# State Synchronization
When a new peer joins a group or falls too far behind the leader's log, it
needs a **snapshot** of the current state rather than replaying potentially
thousands of log entries. Mosaik implements a distributed state sync mechanism
that spreads the load across all group members.
## Why not leader-only snapshots?
In standard Raft, the leader ships snapshots to lagging followers.

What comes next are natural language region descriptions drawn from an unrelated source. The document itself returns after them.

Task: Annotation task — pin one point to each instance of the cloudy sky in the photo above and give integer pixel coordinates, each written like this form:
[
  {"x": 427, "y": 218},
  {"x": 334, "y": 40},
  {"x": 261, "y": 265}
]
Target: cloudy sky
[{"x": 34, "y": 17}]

This has
two problems:
1. **Leader bottleneck** — the leader must serialize and transmit potentially
large state to each lagging follower.
2. **Snapshot inconsistency** — the snapshot must be taken at a consistent
point, which may block the leader.
Mosaik solves both by having **all peers** participate in snapshot creation and
distribution.
## The six-step process
```text
1. Follower 2. Leader 3. All peers
detects lag wraps request create snapshot
──────────── as log entry at committed
sends ──────────── position
RequestSnapshot replicates it ──────────────
4. Follower 5. Follower 6. Follower
discovers which fetches batches installs snapshot
peers have from multiple and resumes
snapshots peers in parallel normal operation
────────────── ───────────────── ──────────────────
```
### Step 1: Detect lag
A follower realizes it is behind when it receives an `AppendEntries` message
referencing a log prefix it does not have. It sends a `StateSync` message
to the leader requesting a snapshot.
### Step 2: Replicate the request
The leader wraps the snapshot request as a special log entry and replicates
it through the normal Raft consensus path. This ensures all peers see the
request at the **same log position**.
### Step 3: Create snapshots
When each peer commits the snapshot request entry, it creates a point-in-time
snapshot of its state machine. Because all peers see the request at the same
committed index, **all snapshots are consistent** — they represent the same
logical state.
The `im` crate's persistent data structures make snapshotting O(1) by
sharing structure with the live state (copy-on-write).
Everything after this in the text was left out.